Rod phototransduction and light signal transmission during type 2 diabetes

INTRODUCTION: Diabetic retinopathy is a major complication of diabetes recently associated with compromised photoreceptor function. Multiple stressors in diabetes, such as hyperglycemia, oxidative stress and inflammatory factors, have been identified, but systemic effects of diabetes on outer retina function are incompletely understood. We assessed photoreceptor physiology in vivo and in isolated retinas to better understand how alterations in the cellular environment compared with intrinsic cellular/molecular properties of the photoreceptors, affect light signal transduction and transmission in the retina in chronic type 2 diabetes. RESEARCH DESIGN AND METHODS: Photoreceptor function was assessed in BKS.Cs-Dock7(m)+/+Lepr (db)/J mice, using homozygotes for Lepr(db) as a model of type 2 diabetes and heterozygotes as non-diabetic controls. In vivo electroretinogram (ERG) was recorded in dark-adapted mice at both 3 and 6 months of age.
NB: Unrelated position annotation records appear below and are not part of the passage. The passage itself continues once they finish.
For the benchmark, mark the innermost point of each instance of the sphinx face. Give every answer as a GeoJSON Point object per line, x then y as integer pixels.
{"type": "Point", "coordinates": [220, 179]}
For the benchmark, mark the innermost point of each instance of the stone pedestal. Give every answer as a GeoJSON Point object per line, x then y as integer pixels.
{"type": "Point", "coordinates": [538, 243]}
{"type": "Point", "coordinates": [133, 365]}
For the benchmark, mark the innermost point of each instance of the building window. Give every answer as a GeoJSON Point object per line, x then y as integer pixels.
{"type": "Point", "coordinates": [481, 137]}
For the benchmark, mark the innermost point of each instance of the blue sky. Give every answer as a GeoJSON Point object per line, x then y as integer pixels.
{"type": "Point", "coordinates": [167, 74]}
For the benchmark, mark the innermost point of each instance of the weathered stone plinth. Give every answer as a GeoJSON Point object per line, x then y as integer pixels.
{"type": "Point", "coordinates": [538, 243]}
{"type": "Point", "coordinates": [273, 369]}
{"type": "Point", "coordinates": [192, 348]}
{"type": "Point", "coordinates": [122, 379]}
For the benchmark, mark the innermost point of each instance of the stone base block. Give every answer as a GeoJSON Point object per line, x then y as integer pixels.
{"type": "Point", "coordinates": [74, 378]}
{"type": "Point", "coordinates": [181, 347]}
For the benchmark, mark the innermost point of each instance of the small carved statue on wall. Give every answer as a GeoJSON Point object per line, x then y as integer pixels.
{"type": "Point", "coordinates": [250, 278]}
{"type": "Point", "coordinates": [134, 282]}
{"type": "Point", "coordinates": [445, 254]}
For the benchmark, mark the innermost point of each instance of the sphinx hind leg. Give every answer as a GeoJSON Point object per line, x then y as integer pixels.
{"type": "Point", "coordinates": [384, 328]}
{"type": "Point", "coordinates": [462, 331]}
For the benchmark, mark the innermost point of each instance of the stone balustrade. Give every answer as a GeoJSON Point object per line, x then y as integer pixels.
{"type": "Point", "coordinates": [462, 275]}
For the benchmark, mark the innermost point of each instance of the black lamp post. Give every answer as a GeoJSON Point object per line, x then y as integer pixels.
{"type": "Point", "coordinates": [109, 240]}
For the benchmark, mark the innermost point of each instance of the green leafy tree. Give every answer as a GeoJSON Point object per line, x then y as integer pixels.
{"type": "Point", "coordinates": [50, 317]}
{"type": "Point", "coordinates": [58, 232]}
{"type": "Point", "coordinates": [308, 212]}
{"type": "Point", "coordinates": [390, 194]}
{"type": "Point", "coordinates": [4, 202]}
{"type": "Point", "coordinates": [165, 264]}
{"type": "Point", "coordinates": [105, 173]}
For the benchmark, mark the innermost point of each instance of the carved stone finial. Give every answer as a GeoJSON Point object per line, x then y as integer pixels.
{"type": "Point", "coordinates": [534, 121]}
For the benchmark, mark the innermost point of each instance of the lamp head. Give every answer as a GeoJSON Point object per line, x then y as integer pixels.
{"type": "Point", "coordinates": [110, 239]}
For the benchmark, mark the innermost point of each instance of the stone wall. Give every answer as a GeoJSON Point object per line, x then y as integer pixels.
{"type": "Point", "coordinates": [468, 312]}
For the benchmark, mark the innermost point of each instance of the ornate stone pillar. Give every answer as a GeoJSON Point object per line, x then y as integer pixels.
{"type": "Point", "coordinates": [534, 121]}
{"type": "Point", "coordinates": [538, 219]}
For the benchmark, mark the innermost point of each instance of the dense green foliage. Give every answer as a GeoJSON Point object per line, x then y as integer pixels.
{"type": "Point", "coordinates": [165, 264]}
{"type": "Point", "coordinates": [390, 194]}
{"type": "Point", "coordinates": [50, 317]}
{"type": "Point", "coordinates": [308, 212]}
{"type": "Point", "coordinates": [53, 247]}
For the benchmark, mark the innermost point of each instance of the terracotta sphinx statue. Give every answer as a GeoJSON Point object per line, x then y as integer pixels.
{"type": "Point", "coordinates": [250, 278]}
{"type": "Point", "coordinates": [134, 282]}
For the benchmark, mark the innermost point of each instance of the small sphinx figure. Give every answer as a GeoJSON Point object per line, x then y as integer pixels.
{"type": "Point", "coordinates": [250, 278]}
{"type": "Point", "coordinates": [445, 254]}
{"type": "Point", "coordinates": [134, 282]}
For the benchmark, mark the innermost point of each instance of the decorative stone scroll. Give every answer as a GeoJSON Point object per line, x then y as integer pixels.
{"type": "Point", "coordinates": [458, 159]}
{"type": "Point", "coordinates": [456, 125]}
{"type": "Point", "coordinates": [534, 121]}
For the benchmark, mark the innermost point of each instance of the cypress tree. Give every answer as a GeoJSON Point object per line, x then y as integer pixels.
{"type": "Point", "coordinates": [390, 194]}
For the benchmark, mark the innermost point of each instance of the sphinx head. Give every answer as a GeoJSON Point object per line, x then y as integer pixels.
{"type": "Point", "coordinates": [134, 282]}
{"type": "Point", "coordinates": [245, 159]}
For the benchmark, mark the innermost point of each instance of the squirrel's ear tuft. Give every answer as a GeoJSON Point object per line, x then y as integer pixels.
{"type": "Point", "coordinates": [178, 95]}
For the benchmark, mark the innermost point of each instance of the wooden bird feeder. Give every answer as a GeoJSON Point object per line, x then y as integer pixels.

For ex vivo ERG, isolated retinas were superfused with oxygenated Ames’ media supplemented with 30 mM glucose or mannitol as iso-osmotic control and electrical responses to light stimuli were recorded. RESULTS: We found that both transduction and transmission of light signals by rod photoreceptors were compromised in 6-month-old (n=9–10 eyes from 5 animals, ***p<0.001) but not in 3-month-old diabetic mice in vivo (n=4–8 eyes from 2 to 4 animals). In contrast, rod signaling was similar in isolated retinas from 6-month-old control and diabetic mice under normoglycemic conditions (n=11). Acutely elevated glucose ex vivo increased light-evoked rod photoreceptor responses in control mice (n=11, ***p<0.001), but did not affect light responses in diabetic mice (n=11). CONCLUSIONS: Our data suggest that long-term diabetes does not irreversibly change the ability of rod photoreceptors to transduce and mediate light signals. However, type 2 diabetes appears to induce adaptational changes in the rods that render them less sensitive to increased availability of glucose.